# Looking For Rally Ii Wheel Advice



## 151007 (Jul 22, 2009)

I'm considering different wheels for my 67. Want to keep the factory Rally II look but with a more aggressive tread and stance. Any thoughts regarding 4 15x8s, 4 15x7s, 15x8 rear with 15x7 or even 14x6 front? What tires -- 235/70, 215/70, etc. I appreciate anyone's input and experience.


----------



## geeteeohguy (Feb 2, 2008)

I would run 15x7 all the way around with 225/70 or 235/70 if the 235's will clear in the front. That way, you can still rotate your tires for longer wear.


----------



## 151007 (Jul 22, 2009)

Thanks. That makes the most sense regarding tire life, but performance is more of a consideration. My C6 has 325/30 x 19s rear and 275/35 18s front. 1970 AARs and T/As had G60s rear and E60s front from the factory. What I'm wondering is what's the optimal size people have experienced on their GTOs without clearance issues? What backspacing, etc.


----------



## firecatsrt (Sep 15, 2008)

I'm in the same boat as you right now, after going to the nationals last weekend around here I think I have settled on 235/60 on my 15x7's. They look to have the best all around look and the people I spoke with said they handled well.


----------



## Hammertime (Aug 11, 2009)

Same question.
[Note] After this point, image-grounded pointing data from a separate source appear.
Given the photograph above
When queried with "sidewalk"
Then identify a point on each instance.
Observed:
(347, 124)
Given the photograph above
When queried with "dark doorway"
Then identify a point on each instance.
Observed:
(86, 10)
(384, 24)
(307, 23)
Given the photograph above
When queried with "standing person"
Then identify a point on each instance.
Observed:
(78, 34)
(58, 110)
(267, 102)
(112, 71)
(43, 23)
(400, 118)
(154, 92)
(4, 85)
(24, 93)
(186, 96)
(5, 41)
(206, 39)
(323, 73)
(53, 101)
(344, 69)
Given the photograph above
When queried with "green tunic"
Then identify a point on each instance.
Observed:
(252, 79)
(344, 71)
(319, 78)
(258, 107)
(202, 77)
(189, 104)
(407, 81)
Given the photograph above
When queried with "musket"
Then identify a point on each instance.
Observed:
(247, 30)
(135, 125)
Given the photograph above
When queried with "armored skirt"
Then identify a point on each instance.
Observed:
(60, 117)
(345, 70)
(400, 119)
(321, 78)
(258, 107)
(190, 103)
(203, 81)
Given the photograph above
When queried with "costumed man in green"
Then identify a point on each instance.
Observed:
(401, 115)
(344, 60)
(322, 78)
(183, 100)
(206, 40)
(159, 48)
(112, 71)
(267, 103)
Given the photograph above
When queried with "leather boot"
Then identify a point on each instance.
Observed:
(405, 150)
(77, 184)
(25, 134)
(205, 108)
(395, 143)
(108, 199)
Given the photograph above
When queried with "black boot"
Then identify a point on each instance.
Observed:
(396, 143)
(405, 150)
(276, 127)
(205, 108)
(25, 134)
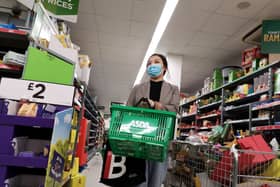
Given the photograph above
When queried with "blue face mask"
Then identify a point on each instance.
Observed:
(154, 70)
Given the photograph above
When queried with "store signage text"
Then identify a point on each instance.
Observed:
(38, 92)
(60, 3)
(270, 42)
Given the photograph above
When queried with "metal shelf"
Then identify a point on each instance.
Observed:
(26, 121)
(247, 120)
(250, 76)
(275, 105)
(89, 115)
(189, 102)
(208, 116)
(210, 105)
(186, 128)
(188, 117)
(210, 93)
(33, 162)
(266, 127)
(248, 98)
(244, 107)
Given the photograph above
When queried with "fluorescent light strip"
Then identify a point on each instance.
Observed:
(166, 14)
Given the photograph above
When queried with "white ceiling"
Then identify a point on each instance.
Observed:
(116, 33)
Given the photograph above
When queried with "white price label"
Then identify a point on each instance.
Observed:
(34, 91)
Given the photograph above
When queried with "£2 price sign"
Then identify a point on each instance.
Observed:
(34, 91)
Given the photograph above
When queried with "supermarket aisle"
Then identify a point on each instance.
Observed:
(93, 172)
I'm still looking for the thread or pictures that illustrate the subtle differences between a 15 x 7 and 16 x 7. I'm looking at all tire/wheel combinations, including stagger for the back -- thinking a slightly taller rear tire might help highway rpm. I'm familiar with wheel measurement, but looking for picture examples of various wheel combinations, any ideas?


----------